The scientific connection between churchgoing and mental health

Despite the unprecedented COVID-19 pandemic’s emotional toll, a new Gallup survey has found that people who attend Church services every week have better mental health than people who go around once a month or less often.

The study published December 2021 found that weekly churchgoers finished at the top among 14 subgroups on mental and emotional health, with 44 percent of weekly churchgoers rating their own mental or emotional wellbeing as “excellent.”

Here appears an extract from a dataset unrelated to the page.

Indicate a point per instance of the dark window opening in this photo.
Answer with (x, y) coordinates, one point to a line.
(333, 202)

The poll was conducted among 815 individuals, 18 years and older, residing in all 50 states of America and the District of Columbia, during the course of the week beginning November 1 and ending November 16, 2021. 

Notably, weekly churchgoers saw a slight decrease from the 46 percent in 2020 who rated their mental and emotional health as “excellent.” Still, the 44 percent of weekly churchgoers ranked higher than every subgroup, including Americans who make more than $100,000 (41 percent). The 44 percent also ranked higher than Republicans (42 percent), Democrats (28 percent) and Independents (33 percent).

The Gallup report observed that the mental and emotional health of many in America remains at a 21-year low, driven by a COVID-19 pandemic that led to widespread lockdowns and job loss. In 2019, 43 percent of Americans rated their mental and emotional health as excellent.

At the 95% confidence level, the sampling error is 4 percentage points for findings based on this sample of national adults.